Robert Christopher, chairman of the citizens’ financial oversight committee, said he is ready to concentrate on what he volunteered to do for the School District of Manatee County.
On Sept. 25, by a 4-1 vote among School District of Manatee County board members, the charter for the citizen’s financial oversight committee finally passed.
The one dissenting vote belonged to board member Dave Miner.
“I don’t know what Miner’s problem is,” Christopher said.
As part of taxpayers agreeing to the 1-mill referendum in March, it was stipulated a citizens’ oversight committee had to be formed to oversee the use of those funds.
The 18-person committee formed in May and wrote up its own charter, but the school board didn’t pass the charter until Sept. 25. That left the committee in limbo.
Some school board members said they had a problem with the fact the charter didn’t specify a term limit for volunteer members.
Miner said he didn’t vote for the charter because its purpose was not clear.
“I frankly did not understand specifically what we were asked to approve,” Miner said. “Without having a clear understanding of what was to be adopted, I will not give it my consent.”
Miner earlier had drafted his own charter for the committee, which he said had a clear objective. He said he wants to reassure his constituents the committee can accomplish its purpose.
Miner also said that he was making sure the committee didn’t waste funds given to it by the district by trying to oversee other millage money, like money from the half-cent sales tax.
“We gave them a jurisdiction,” Miner said. “You’re wasting money on something that’s being done by others. Certainly, we shouldn’t use this money to satisfy Mr. Christopher’s curiosity.”
Christopher, who said he was only pursuing tasks intended for the committee, wondered whether Miner had a personal issue with him.
“All of our past interactions have been friendly,” Christopher said. “I think he’s just playing up to his constituents.”
Chairman Scott Hopes said Miner’s line of questioning of Christopher at the Sept. 25 school board meeting was “adversarial.”
Christopher said the committee just wants to get to work.
“We will be a very productive committee,” Christopher said. “Even without a charter, we’ve been attending meetings. We can get back to doing what we volunteered to do.”
Norm Neilson, a committee member, didn’t understand why simply approving a charter could get so difficult.

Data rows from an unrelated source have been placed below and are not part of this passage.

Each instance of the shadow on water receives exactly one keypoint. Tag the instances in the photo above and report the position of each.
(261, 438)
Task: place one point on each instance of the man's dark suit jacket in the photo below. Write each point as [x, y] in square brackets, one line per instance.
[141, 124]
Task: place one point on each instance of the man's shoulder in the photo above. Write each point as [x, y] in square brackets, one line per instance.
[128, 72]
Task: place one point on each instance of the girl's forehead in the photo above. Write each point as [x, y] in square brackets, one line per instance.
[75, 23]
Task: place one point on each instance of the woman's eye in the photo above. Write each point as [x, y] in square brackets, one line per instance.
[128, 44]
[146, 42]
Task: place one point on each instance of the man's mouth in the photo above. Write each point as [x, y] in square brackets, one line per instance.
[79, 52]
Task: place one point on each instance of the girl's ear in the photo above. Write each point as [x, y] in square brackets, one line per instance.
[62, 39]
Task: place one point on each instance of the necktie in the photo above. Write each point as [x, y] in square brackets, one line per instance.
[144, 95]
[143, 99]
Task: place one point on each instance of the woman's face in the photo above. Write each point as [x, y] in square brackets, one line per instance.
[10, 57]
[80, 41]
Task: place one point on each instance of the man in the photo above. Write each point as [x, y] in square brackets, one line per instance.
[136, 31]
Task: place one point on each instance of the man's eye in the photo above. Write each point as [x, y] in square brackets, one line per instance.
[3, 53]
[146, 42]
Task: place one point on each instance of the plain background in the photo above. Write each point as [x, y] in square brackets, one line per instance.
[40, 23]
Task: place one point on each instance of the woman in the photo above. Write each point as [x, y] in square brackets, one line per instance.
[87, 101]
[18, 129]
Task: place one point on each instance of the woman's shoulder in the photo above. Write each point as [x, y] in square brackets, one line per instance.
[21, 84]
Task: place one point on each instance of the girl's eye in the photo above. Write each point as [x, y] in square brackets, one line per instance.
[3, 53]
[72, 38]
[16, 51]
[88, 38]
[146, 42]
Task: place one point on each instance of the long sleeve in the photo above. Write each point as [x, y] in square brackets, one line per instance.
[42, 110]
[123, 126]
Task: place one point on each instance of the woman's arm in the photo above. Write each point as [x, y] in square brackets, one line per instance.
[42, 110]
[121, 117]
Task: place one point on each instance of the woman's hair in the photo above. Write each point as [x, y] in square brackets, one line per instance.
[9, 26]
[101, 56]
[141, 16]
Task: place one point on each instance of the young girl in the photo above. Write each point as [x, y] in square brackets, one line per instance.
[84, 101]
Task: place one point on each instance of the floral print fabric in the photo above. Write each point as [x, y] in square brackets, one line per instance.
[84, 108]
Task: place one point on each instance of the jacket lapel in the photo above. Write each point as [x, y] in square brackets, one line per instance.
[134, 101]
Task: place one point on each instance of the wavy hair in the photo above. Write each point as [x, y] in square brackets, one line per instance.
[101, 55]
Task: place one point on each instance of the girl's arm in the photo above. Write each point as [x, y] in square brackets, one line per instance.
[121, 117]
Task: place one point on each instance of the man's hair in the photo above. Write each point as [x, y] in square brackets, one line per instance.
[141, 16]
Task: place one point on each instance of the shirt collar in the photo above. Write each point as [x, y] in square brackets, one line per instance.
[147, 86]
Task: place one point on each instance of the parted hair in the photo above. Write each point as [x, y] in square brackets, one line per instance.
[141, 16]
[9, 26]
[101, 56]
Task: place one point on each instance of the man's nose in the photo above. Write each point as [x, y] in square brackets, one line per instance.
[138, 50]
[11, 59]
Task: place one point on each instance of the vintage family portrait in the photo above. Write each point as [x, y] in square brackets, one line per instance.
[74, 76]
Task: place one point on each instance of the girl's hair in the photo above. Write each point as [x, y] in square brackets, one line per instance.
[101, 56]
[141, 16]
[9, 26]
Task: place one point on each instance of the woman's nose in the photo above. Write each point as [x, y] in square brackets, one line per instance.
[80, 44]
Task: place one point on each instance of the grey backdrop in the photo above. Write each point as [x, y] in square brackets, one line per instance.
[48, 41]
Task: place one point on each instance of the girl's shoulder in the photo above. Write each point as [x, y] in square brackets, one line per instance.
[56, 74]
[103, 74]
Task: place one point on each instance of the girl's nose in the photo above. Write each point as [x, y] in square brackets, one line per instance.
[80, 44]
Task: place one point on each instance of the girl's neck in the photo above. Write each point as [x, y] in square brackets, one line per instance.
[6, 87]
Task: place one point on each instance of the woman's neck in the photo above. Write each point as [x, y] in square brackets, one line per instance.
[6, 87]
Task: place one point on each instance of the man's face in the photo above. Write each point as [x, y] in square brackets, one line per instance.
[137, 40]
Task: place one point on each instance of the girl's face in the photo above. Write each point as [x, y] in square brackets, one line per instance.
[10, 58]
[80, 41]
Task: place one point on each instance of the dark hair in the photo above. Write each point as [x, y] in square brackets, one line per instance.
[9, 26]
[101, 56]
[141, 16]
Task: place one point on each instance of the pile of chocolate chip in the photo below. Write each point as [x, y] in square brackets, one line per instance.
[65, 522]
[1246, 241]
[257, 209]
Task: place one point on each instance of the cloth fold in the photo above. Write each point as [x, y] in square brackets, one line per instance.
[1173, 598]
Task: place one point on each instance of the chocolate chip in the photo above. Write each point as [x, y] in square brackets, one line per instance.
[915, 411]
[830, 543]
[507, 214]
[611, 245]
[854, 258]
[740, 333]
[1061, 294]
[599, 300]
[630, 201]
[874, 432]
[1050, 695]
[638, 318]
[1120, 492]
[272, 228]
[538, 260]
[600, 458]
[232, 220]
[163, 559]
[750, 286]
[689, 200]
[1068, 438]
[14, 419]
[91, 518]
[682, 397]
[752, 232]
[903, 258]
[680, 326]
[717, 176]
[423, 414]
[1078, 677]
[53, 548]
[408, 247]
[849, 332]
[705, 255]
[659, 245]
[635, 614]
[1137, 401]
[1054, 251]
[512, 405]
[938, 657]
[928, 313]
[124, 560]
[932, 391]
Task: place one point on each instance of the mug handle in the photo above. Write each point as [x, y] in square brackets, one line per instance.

“We just take a look at the finances and let (the school board) worry about the rest,” he said.
School board member Gina Messenger said the reason the charter took so long to pass wasn’t because of one school board member holding it back, but because of the way government works.
“I know it was on the agenda for a while,” Messenger said. “I think we gave the committee some suggestions and they took those into consideration and brought a new charter back to us a few times. It’s really just the wheel of government that runs slow.”